Mereka menuju ke arah Selatan dan memulai petualangan. Mereka tiba di belantara yang disebut Krauncharanya. Inilah hutan tergelap yang pernah ada. Mereka melihat sebuah gua, dan di mulutnya berdiri rakshasi, Ayomukhi, menatap mereka dengan penuh minat. Bahkan, ia hanya menatap Laksmana. Ayomukhi naksir, namun Laksmana menolak dan mengalahkannya.
Pagi menjelang dan mereka terus berjalan. Demikianlah, mereka menempuh perjalanan selama berhari-hari, sampai suatu pagi, mereka tiba di tepi sebuah danau besar di kaki gunung. Mereka berjalan mengitari danau dan sampai di tepi baratnya. Di sana, mereka melihat apa yang mereka cari: asrama kecil yang terletak di rerimbunan pohon buah-buahan segar. Sabari punya firasat yang tetap tentang kedatangan mereka dan keluar menyambut, wajahnya yang keriput dipenuhi senyuman. Namun, tak lama setelah menjamu mereka, Sabari meninggal.

Petualangan berikutnya di Kiskenda, kerajaan para Wanara, mereka membantu Sugriwa mengalahkan Subali, dan merebut kembali takhta Sugriwa. Sugriwa mengutus Winata ke Barat, Hanoman ke Selatan, dengan Anggada sebagai pemimpin ekspedisinya. Ia mengutus Susena, ke Timur, dengan kekuatan penuh, dan Syatabali ke Utara. Kemudian Sugriwa memanggil Hanoman sendirian. 'Dimanapun ia berada, tiada orang yang lebih mungkin menemukan Sita selain dirimu. Hari itu, sang Rakshasa membawanya ke Selatan. Walau semua yang lain mungkin gagal, aku tahu bahwa engkau, Hanoman, akan menemukan Sita untuk Rama.’

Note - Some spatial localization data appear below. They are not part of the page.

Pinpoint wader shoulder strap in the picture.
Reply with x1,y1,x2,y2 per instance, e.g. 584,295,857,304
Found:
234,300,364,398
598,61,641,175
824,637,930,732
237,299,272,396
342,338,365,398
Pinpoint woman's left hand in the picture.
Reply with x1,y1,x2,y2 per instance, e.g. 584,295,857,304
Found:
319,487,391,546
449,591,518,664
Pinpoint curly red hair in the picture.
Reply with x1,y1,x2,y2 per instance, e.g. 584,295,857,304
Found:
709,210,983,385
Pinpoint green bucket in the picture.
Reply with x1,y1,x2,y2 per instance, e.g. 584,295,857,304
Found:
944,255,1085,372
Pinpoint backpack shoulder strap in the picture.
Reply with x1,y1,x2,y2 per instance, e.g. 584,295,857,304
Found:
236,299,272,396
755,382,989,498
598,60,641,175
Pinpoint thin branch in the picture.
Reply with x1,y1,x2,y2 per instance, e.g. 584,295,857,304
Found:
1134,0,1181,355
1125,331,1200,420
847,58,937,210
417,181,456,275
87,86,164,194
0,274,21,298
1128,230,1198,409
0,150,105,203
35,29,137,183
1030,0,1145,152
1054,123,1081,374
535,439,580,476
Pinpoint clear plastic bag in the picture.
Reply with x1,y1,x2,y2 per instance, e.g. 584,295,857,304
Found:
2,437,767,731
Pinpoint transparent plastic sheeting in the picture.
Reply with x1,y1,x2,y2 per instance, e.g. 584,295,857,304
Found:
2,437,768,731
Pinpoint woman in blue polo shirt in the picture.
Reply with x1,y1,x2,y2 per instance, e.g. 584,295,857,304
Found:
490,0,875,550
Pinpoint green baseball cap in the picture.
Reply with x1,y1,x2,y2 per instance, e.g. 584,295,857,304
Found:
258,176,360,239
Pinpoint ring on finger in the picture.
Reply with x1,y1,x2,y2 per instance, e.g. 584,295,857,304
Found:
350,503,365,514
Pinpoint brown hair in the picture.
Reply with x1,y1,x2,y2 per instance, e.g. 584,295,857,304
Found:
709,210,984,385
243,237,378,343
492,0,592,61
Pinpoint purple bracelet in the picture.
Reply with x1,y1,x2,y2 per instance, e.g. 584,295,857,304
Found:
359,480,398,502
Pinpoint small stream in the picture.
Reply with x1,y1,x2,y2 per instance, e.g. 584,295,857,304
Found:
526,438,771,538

Di balik gunung para wanara, di sebuah gua yang diterpa angin laut, hiduplah Sempati, sang elang. Ia lapar, dan ketika ia melihat monyet-monyet di pantai, di bawah sarangnya, ia berkata pada diri-sendiri, 'Nasib baik berpihak padaku hari ini. Aku tak perlu keluar mencari makananku: ia telah datang ke mulut guaku.’ Akan tetapi, Sempati sudah sangat tua, dan pula, tuli, sehingga ia berbicara keras-keras pada dirinya sendiri. Angin, yang bertiup dari darat ke laut, membawa apa yang ia ucapkan ke telinga tajam Anggada. Saking putus-asanya, Anggada mulai mengoceh: 'Seluruh unggas dan satwa di hutan, menyayangi Rama. Mengapa, Jatayu memberikan hidupnya bagi sang pangeran cahaya. Dan demi Rama, kita jualah yang akan dimangsa oleh kematian. Tapi, Jatayu beruntung; Rakshasa membunuhnya dan ia tak harus menghadapi kemarahan Sugriwa. Namun, jika engkau memikirkan mengapa kita bakalan mati, Paman Hanoman, itu karena Kekayi. Ia, biang dari segala petaka ini.'
Saat ia mendekati makan malamnya, Sempati mendengar semua ucapan Anggada. Dengan suara seraknya, Sempati berseru, ‘Siapa yang berbicara tentang Jatayu? Siapa bilang Jatayu sudah mati? Seribu tahun sudah, sejak aku mendengar nama adik lelakiku. Siapa rakshasa yang membunuhnya? Siapa Rama? Aku telah tua dan lemah, dan aku hampir tak bisa menuruni gunung ini. Adakah seseorang yang mau membantuku, menapak ke tanah dan menceritakan tentang saudaraku.'
Pada awalnya, para wanara tak mempercayai sang elang. Namun Anggada mendekat dan memulai cerita Rama agar Sempati paham. Sang unggas purbakala, terisak, saat mendengar bagaimana Jatayu mengorbankan nyawanya demi Sita. Sang elang, yang tadinya hendak memangsa mereka, sekarang berkata dengan lembut, 'Jatayu itu, adikku. Andai aku masih muda, aku akan terbang ke kota Rahwana demi membalaskan dendamku. Namun, sayang, sekarang aku telah tua dan lemah.’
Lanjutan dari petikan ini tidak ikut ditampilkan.